On the cost front, loan impairment costs across global banking and markets, retail banking and wealth management and CMB rose by $600m than in the first quarter of 2015. While total operating expenses, at £3.8bn were 7% lower than the previous year.
“This reduction in reported expenses was largely driven by the favourable effects of currency translation of $0.6bn between the periods,” the firm said.
Laith Khalaf, senior analyst at Hargreaves Lansdown said while current markets have been tough for banks, things weren’t quite as bad for HSBC as many had feared.

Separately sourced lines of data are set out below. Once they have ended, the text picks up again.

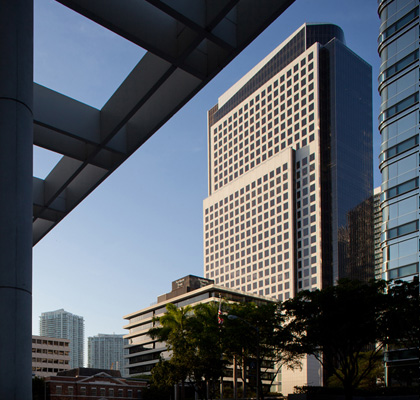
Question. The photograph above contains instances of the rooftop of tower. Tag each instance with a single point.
(300, 40)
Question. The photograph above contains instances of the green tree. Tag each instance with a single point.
(173, 330)
(338, 325)
(255, 335)
(194, 338)
(347, 326)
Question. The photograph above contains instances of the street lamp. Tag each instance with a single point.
(233, 317)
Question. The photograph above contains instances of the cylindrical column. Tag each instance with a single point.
(16, 139)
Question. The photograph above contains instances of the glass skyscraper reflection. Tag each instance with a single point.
(399, 127)
(398, 47)
(290, 174)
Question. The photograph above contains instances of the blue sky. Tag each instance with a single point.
(142, 228)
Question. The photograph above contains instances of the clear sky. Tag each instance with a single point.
(142, 228)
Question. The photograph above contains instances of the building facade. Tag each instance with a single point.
(398, 47)
(49, 356)
(90, 383)
(377, 226)
(144, 352)
(64, 325)
(290, 170)
(107, 352)
(399, 127)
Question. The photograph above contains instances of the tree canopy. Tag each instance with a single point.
(347, 326)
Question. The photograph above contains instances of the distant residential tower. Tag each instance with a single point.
(64, 325)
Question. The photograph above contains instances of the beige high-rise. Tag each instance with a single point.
(290, 174)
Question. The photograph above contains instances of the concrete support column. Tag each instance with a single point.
(16, 138)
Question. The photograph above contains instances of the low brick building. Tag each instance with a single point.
(93, 384)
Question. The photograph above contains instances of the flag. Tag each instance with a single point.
(219, 313)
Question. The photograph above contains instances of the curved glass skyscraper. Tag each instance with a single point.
(399, 157)
(399, 127)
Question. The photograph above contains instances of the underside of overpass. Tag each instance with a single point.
(187, 41)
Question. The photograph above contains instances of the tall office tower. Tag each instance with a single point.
(377, 225)
(399, 158)
(64, 325)
(107, 352)
(290, 170)
(399, 127)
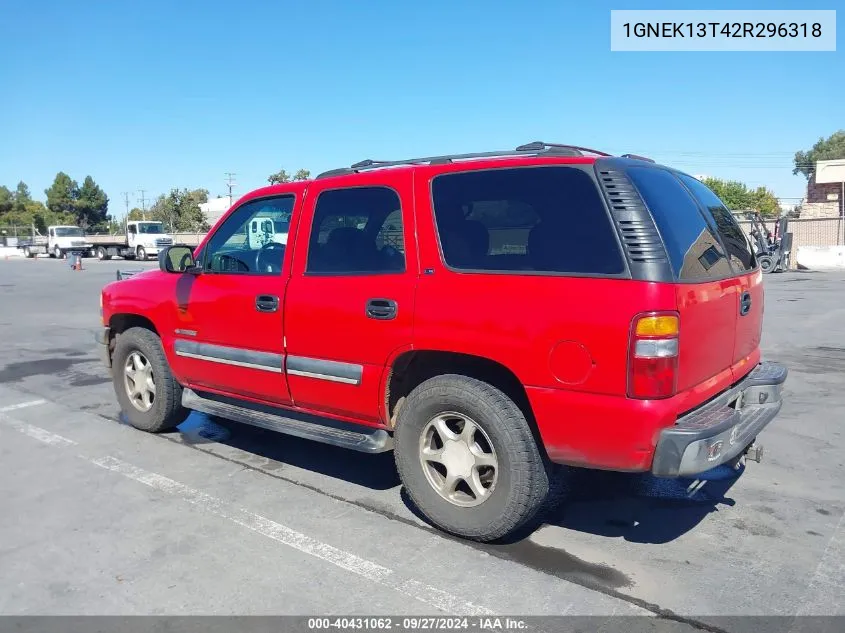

“One of the headwinds HSBC has been battling is a deterioration of its loan book, with impairment costs doubling from last year, led by problems with borrowers in the energy and mining sectors. Nonetheless HSBC declared an unchanged dividend of 10 cents, which was twice covered by earnings over the quarter. Investors are clearly concerned on this front though, because a 7.5% yield on the stock suggests the market is sceptical the dividend can be maintained.
But, he added: “It is still very much work in progress at HSBC as the bank is engaged in a major repositioning, which will see it become much more focused upon its Asian roots and far less exposed to volatile investment banking activities. While currently problematic, the focus on Asia could prove rewarding in the long term, if HSBC executes its strategy well.”